>Date: Fri, 01 Jan 1999 22:13:14 -0800
>From: [EMAIL PROTECTED] (Bill Sauro)
>Subject: Flashing in the Dark [v04.n183/23]
>Message: 23
>
>I'm a new F5 owner and I mostly use a Nikkor AF-D 24-120 zoom with a
>SB-28 flash.
>
>The combo is driving me nuts!  When I try to grab a quick candid shot,
>half the time the flash doesn't fire, or the camera won't shoot.  It's
>as if the F5 is checking dozens of factors, communicating back and forth
>with the flash, and if everything isn't perfect, it doesn't fire.
>
>The culmination came tonight when I tried to take a great candid shot of
>my two kids on a ski gondola at Northstar in Lake Tahoe.  It was very
>dark inside the gondola, and no matter what I did, I could not get the
>stupid F5 to fire.  Apparently it won't shoot in auto focus mode in the
>dark. And in the dark gondola I couldn't find the "mode" button on the
>flash, and the dumb light on the camera kept going out too soon, also.
>And I had no idea where the manual focus switch was in the dark.

Do you recall if the AF mode was in Single or Continuous Servo? If it is 
in Continuous Servo the AF will hunt to try to find something that is 
bright enough or contrasty enough to focus on.
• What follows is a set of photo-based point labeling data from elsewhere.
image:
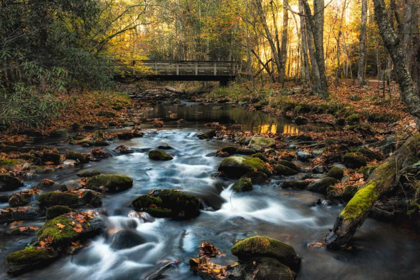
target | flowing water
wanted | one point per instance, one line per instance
(380, 250)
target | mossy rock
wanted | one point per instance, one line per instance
(58, 198)
(109, 183)
(230, 150)
(261, 246)
(256, 177)
(336, 172)
(259, 142)
(242, 185)
(353, 119)
(289, 164)
(29, 259)
(9, 183)
(260, 156)
(55, 211)
(354, 160)
(88, 173)
(295, 184)
(159, 155)
(237, 166)
(145, 201)
(77, 156)
(282, 170)
(322, 185)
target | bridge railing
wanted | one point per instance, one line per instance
(190, 68)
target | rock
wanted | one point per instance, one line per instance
(207, 135)
(125, 135)
(63, 235)
(321, 185)
(230, 150)
(304, 156)
(336, 172)
(159, 155)
(354, 160)
(58, 198)
(256, 177)
(282, 170)
(246, 151)
(20, 214)
(353, 119)
(265, 247)
(295, 184)
(125, 239)
(29, 259)
(109, 183)
(9, 183)
(55, 211)
(259, 142)
(237, 166)
(242, 185)
(77, 156)
(262, 269)
(88, 173)
(301, 120)
(51, 157)
(169, 203)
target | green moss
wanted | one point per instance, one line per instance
(361, 202)
(144, 201)
(242, 185)
(61, 236)
(57, 198)
(55, 211)
(159, 155)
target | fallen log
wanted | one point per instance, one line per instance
(378, 183)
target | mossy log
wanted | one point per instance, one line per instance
(381, 180)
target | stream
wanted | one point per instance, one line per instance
(380, 251)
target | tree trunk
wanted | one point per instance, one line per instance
(362, 46)
(356, 211)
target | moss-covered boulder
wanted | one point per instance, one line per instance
(59, 198)
(70, 227)
(159, 155)
(109, 183)
(256, 177)
(295, 184)
(321, 185)
(336, 172)
(237, 166)
(282, 170)
(168, 204)
(259, 142)
(77, 156)
(88, 173)
(55, 211)
(354, 160)
(261, 246)
(29, 259)
(9, 183)
(242, 185)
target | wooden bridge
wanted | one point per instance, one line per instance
(223, 71)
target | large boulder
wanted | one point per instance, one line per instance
(237, 166)
(265, 247)
(168, 204)
(321, 185)
(109, 183)
(9, 183)
(242, 185)
(29, 259)
(159, 155)
(259, 142)
(61, 231)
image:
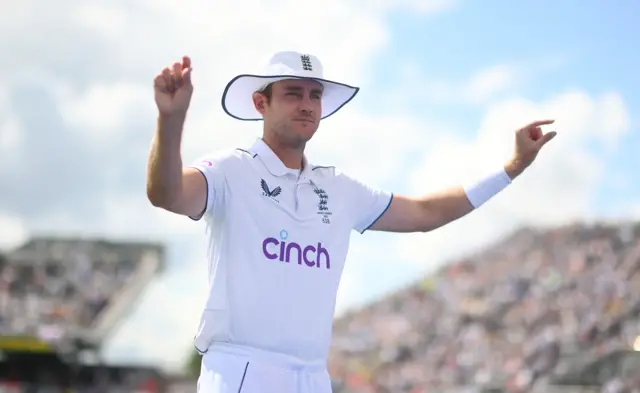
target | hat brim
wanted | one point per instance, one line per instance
(237, 99)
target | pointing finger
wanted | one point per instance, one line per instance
(546, 138)
(168, 79)
(540, 123)
(186, 62)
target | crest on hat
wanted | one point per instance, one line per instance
(306, 62)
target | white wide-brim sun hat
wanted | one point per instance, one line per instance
(237, 99)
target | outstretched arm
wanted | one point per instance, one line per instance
(426, 213)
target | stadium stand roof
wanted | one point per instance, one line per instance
(73, 290)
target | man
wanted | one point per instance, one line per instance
(279, 226)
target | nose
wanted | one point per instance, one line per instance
(306, 105)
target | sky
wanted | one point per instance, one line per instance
(444, 85)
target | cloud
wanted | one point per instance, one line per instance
(77, 116)
(557, 188)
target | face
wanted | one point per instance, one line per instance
(293, 112)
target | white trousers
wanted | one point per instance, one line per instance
(229, 368)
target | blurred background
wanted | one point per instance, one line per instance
(538, 291)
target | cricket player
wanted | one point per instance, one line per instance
(278, 225)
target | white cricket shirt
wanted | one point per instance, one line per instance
(278, 239)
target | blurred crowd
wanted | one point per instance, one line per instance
(530, 307)
(59, 290)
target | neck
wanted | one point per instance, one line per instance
(290, 155)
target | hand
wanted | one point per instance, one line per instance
(173, 89)
(529, 141)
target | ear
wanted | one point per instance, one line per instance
(260, 102)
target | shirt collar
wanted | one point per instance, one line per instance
(275, 165)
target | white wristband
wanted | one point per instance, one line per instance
(480, 192)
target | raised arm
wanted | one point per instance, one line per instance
(169, 185)
(428, 212)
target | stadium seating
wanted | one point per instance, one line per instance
(527, 309)
(63, 290)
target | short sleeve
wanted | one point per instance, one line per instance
(366, 203)
(214, 168)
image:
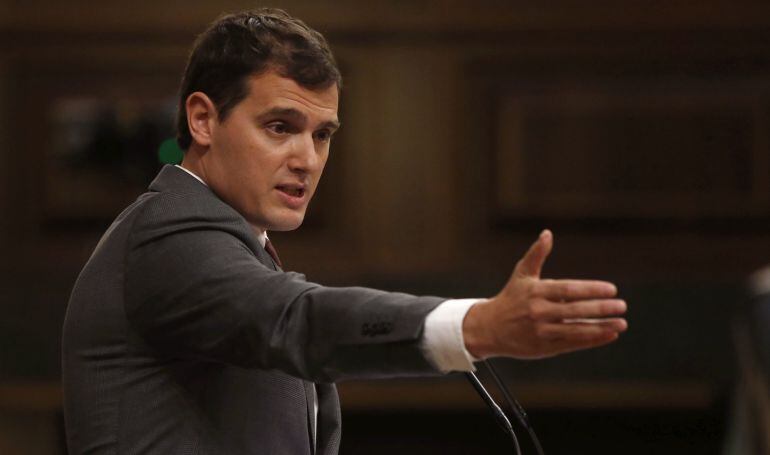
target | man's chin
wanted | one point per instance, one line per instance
(285, 223)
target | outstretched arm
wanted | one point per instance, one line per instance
(534, 318)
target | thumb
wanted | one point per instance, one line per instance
(532, 263)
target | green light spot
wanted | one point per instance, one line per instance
(169, 152)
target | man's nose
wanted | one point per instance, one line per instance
(304, 156)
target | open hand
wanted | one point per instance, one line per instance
(534, 318)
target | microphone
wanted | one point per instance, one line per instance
(500, 416)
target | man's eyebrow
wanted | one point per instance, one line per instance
(297, 116)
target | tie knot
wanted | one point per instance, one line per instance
(272, 252)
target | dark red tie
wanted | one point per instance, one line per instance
(272, 252)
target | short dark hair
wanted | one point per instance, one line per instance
(237, 46)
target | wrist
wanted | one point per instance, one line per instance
(476, 331)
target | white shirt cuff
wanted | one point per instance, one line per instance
(442, 341)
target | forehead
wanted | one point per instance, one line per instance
(269, 91)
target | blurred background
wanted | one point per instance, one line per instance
(639, 132)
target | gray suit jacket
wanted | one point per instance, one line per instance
(183, 337)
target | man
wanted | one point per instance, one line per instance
(183, 335)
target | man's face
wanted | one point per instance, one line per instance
(266, 157)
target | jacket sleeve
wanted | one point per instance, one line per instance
(197, 291)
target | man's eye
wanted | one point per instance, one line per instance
(323, 135)
(278, 128)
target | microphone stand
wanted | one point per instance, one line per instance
(505, 424)
(516, 408)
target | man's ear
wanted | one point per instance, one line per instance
(201, 116)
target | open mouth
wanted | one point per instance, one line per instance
(292, 191)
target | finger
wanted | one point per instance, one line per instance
(564, 346)
(583, 331)
(532, 263)
(583, 309)
(567, 290)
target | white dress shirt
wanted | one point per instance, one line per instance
(442, 340)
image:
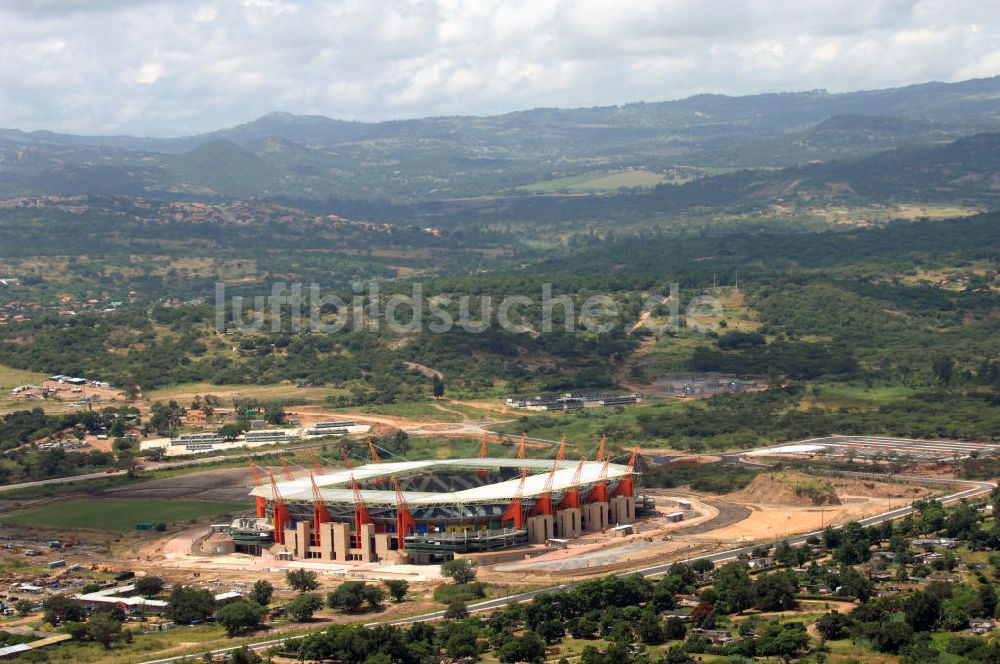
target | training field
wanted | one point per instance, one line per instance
(117, 514)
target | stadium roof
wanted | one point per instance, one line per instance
(336, 487)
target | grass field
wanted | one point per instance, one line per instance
(11, 378)
(116, 514)
(584, 427)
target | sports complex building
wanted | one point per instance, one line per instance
(428, 511)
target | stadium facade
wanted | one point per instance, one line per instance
(428, 511)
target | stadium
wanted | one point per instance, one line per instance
(430, 510)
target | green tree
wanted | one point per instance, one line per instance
(525, 648)
(262, 592)
(374, 597)
(302, 608)
(551, 631)
(775, 592)
(187, 605)
(456, 610)
(649, 630)
(104, 629)
(239, 617)
(348, 597)
(460, 639)
(674, 629)
(987, 599)
(733, 588)
(891, 637)
(302, 580)
(702, 565)
(149, 586)
(833, 626)
(583, 628)
(397, 588)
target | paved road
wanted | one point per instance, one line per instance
(977, 489)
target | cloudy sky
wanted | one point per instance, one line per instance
(186, 66)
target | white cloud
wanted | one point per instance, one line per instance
(172, 67)
(149, 73)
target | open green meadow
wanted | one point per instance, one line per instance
(597, 181)
(117, 514)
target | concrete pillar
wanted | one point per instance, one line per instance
(540, 529)
(303, 539)
(568, 523)
(382, 546)
(622, 510)
(326, 542)
(365, 550)
(595, 517)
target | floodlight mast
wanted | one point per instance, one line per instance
(544, 503)
(279, 515)
(572, 497)
(285, 467)
(361, 514)
(482, 472)
(315, 462)
(515, 510)
(405, 523)
(626, 487)
(599, 494)
(320, 514)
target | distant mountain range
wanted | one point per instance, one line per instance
(314, 157)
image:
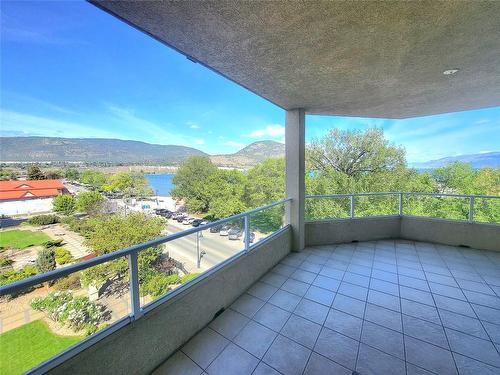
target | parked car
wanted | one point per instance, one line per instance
(181, 217)
(224, 231)
(234, 233)
(215, 229)
(252, 237)
(196, 222)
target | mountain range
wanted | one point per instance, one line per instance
(54, 149)
(43, 149)
(487, 159)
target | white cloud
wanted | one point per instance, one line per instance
(192, 125)
(233, 144)
(43, 126)
(273, 131)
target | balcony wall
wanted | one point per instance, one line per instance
(447, 232)
(145, 343)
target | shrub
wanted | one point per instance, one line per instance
(4, 261)
(52, 243)
(63, 256)
(188, 277)
(159, 284)
(64, 204)
(45, 261)
(71, 282)
(43, 220)
(12, 275)
(76, 312)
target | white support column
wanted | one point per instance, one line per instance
(295, 170)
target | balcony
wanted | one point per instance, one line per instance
(377, 307)
(380, 293)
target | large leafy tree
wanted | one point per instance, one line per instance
(35, 173)
(95, 179)
(354, 152)
(108, 233)
(266, 182)
(132, 184)
(191, 182)
(64, 204)
(226, 193)
(89, 202)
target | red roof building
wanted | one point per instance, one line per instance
(30, 189)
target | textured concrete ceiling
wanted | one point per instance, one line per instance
(355, 58)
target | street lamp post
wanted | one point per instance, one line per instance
(199, 254)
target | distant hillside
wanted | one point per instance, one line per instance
(250, 155)
(43, 149)
(91, 150)
(489, 159)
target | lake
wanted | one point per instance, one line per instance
(161, 183)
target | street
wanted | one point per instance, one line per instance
(217, 248)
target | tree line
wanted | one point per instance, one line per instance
(342, 161)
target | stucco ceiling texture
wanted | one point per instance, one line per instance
(354, 58)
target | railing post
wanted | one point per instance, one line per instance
(133, 271)
(352, 206)
(247, 232)
(198, 258)
(400, 204)
(471, 209)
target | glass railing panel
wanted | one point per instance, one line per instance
(266, 222)
(179, 261)
(487, 210)
(435, 206)
(376, 205)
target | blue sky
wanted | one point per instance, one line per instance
(70, 70)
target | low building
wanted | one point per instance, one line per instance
(19, 197)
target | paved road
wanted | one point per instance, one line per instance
(217, 248)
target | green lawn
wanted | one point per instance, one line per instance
(21, 239)
(29, 345)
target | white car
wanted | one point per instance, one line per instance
(224, 231)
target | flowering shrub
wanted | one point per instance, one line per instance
(73, 311)
(63, 256)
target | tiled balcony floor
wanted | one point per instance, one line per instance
(382, 307)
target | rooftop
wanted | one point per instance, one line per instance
(28, 189)
(378, 307)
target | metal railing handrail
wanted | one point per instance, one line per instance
(352, 204)
(130, 251)
(346, 195)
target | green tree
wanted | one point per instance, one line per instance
(89, 202)
(35, 173)
(108, 233)
(7, 174)
(191, 183)
(65, 204)
(132, 184)
(354, 152)
(266, 182)
(53, 175)
(226, 189)
(94, 179)
(71, 174)
(45, 261)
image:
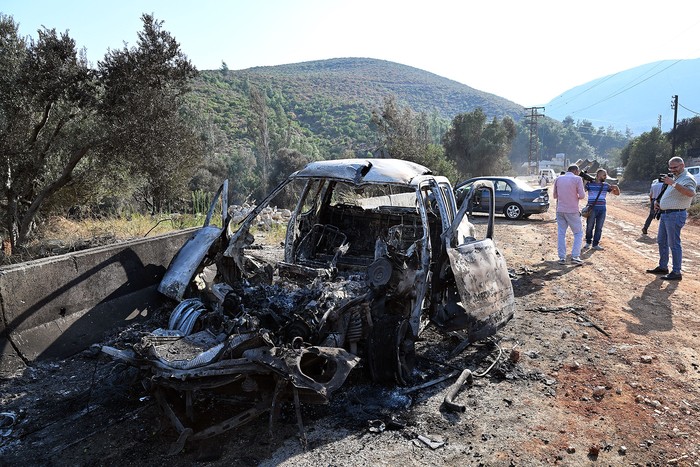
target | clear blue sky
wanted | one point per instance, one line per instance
(526, 51)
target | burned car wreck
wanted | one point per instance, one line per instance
(374, 251)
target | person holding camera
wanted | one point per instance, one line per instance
(568, 190)
(597, 189)
(654, 192)
(672, 204)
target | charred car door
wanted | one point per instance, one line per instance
(472, 291)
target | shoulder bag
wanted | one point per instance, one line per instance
(587, 209)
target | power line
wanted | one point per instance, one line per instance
(627, 88)
(689, 110)
(534, 142)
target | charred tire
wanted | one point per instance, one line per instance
(513, 211)
(391, 351)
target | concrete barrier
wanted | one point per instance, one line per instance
(55, 307)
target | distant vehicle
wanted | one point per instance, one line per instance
(515, 199)
(548, 174)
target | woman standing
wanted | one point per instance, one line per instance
(597, 190)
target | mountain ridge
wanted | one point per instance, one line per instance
(636, 98)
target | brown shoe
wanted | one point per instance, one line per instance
(672, 276)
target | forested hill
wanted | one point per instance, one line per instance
(330, 102)
(369, 81)
(635, 99)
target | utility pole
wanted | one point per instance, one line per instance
(674, 106)
(534, 141)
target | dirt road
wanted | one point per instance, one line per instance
(600, 366)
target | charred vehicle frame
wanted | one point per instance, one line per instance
(374, 250)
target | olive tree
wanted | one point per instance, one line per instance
(62, 123)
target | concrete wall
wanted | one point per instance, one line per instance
(55, 307)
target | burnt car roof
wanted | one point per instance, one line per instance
(361, 171)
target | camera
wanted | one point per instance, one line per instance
(586, 176)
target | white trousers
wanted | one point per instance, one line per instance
(564, 221)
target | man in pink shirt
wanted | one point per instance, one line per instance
(568, 191)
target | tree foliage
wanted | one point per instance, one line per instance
(479, 147)
(63, 124)
(646, 156)
(405, 134)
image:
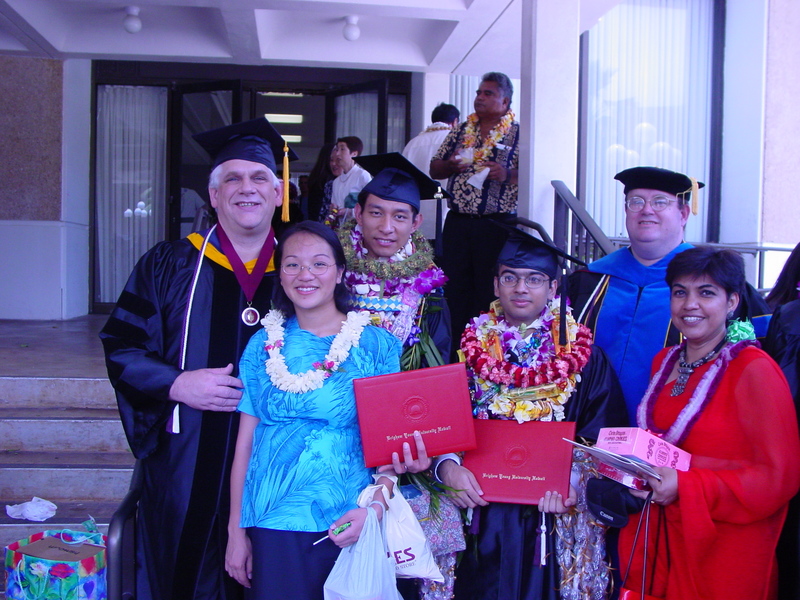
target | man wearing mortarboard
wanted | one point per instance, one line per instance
(528, 360)
(624, 298)
(173, 344)
(391, 274)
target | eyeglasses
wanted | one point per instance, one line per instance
(316, 268)
(531, 281)
(657, 203)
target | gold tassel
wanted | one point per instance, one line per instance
(285, 205)
(695, 192)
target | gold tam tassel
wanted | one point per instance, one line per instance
(695, 192)
(285, 205)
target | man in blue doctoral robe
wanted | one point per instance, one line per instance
(624, 298)
(173, 344)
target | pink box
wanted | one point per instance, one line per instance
(634, 441)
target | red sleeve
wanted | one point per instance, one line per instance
(763, 472)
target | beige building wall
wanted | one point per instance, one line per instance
(781, 216)
(31, 125)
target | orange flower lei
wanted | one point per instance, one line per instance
(525, 393)
(472, 134)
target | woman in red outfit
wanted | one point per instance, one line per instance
(714, 528)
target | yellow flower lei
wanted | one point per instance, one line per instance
(472, 134)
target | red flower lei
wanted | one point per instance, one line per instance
(567, 361)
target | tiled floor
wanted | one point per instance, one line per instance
(52, 348)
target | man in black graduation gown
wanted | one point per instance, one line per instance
(172, 347)
(504, 559)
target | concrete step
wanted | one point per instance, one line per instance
(61, 430)
(97, 477)
(77, 392)
(70, 515)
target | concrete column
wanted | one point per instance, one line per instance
(743, 121)
(548, 105)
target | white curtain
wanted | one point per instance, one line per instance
(396, 135)
(357, 114)
(462, 93)
(648, 101)
(131, 183)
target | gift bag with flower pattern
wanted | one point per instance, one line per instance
(57, 565)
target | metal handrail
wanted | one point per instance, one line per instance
(575, 231)
(121, 547)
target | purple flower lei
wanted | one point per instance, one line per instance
(702, 395)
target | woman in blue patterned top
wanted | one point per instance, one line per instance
(299, 465)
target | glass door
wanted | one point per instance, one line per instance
(196, 108)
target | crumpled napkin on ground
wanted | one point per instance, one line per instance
(38, 509)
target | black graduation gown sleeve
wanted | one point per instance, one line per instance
(142, 341)
(502, 567)
(754, 307)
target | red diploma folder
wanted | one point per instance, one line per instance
(518, 462)
(433, 401)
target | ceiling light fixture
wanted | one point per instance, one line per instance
(351, 31)
(132, 23)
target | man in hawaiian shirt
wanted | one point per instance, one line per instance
(481, 159)
(391, 273)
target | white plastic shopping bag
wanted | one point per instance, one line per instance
(363, 570)
(408, 546)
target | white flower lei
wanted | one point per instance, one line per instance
(349, 335)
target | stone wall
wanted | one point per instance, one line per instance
(782, 125)
(30, 130)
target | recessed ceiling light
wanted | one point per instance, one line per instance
(283, 118)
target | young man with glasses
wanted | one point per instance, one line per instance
(624, 298)
(519, 368)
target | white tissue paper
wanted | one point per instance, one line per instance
(479, 177)
(37, 509)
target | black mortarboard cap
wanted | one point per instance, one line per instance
(255, 140)
(655, 178)
(395, 178)
(523, 251)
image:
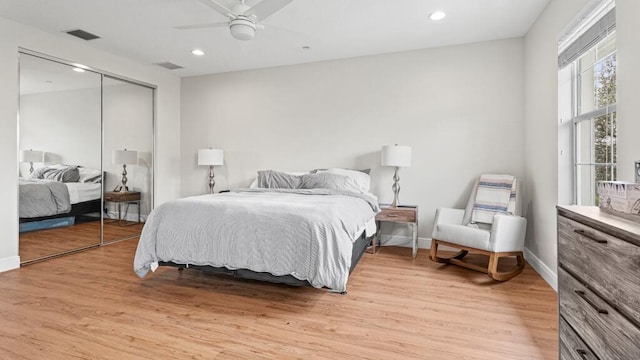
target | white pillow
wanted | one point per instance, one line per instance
(361, 179)
(89, 175)
(254, 184)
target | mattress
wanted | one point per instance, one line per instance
(82, 192)
(308, 234)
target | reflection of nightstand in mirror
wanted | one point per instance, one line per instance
(406, 214)
(126, 198)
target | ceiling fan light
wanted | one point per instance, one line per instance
(438, 15)
(242, 29)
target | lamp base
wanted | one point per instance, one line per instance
(124, 179)
(212, 182)
(395, 188)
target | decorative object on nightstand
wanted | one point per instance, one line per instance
(31, 156)
(210, 157)
(130, 197)
(407, 214)
(396, 156)
(125, 157)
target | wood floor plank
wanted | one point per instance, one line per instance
(91, 305)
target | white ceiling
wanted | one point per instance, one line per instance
(143, 30)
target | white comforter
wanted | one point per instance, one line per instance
(305, 233)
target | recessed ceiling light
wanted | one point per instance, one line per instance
(438, 15)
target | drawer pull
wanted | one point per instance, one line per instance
(582, 353)
(593, 305)
(590, 236)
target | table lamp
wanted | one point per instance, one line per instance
(31, 156)
(396, 156)
(124, 157)
(210, 157)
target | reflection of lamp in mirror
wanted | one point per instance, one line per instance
(31, 156)
(124, 157)
(210, 157)
(396, 156)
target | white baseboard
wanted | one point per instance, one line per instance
(550, 276)
(129, 216)
(404, 241)
(10, 263)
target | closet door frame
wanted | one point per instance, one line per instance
(103, 74)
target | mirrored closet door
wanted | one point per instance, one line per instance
(127, 157)
(86, 157)
(60, 189)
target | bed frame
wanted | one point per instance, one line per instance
(79, 209)
(359, 247)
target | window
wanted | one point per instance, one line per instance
(587, 95)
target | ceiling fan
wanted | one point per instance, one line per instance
(243, 19)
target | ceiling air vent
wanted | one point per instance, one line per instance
(170, 66)
(83, 34)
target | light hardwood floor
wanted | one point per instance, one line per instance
(91, 305)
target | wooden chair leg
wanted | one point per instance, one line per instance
(434, 250)
(433, 254)
(506, 275)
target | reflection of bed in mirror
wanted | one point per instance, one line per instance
(57, 195)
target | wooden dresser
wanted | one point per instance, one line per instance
(598, 285)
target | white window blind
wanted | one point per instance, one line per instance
(595, 23)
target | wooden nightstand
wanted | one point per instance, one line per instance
(129, 197)
(406, 214)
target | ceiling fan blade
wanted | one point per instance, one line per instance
(202, 26)
(266, 8)
(217, 6)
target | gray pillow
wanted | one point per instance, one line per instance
(67, 174)
(270, 179)
(325, 180)
(366, 171)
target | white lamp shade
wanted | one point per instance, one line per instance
(125, 157)
(210, 157)
(396, 155)
(32, 156)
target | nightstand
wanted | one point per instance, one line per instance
(129, 197)
(405, 214)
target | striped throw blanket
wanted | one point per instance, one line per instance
(496, 195)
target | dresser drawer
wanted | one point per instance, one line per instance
(609, 265)
(398, 214)
(608, 333)
(571, 346)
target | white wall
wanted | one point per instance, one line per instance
(628, 80)
(167, 128)
(460, 108)
(541, 129)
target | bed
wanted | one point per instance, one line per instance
(311, 231)
(54, 196)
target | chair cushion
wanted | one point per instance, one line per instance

Given that you were in 
total darkness the chances of it being able to focus are unlikely. Still, 
if you were in Continuous AF the camera should allow you to fire without 
being in focus unless you changed one of the custom settings to 
Continuous AF with focus priority instead of the default release 
priority. 

In Single Servo AF mode, the camera will activate the near infrared LED 
beam on the SB-28 to give the system enough light to focus. This beam is 
patterned and will allow you to focus in total darkness. However, Nikon 
didn't make the pattern wide enough to cover all five AF sensors so if 
you selected any of the sensors other than the center sensor you may have 
difficulty focusing. In single servo, the camera will first activate the 
LED beam if there is not enough light to focus, find focus, then allow 
you to fire the shutter.
>
>Is this right?  Does the F5 not work with a flash in the dark? Or am I
>doing something wrong.
>
>When I got home, I put the flash in Manual Mode, and the camer in Manual
>Focus mode and I could get it to fire in the dark.  But that make the
>camera less useful than a point-and-shoot.

That doesn't sound right. Have you changed any of the custom settings or 
do you have the multi-control back with freeze focus activated?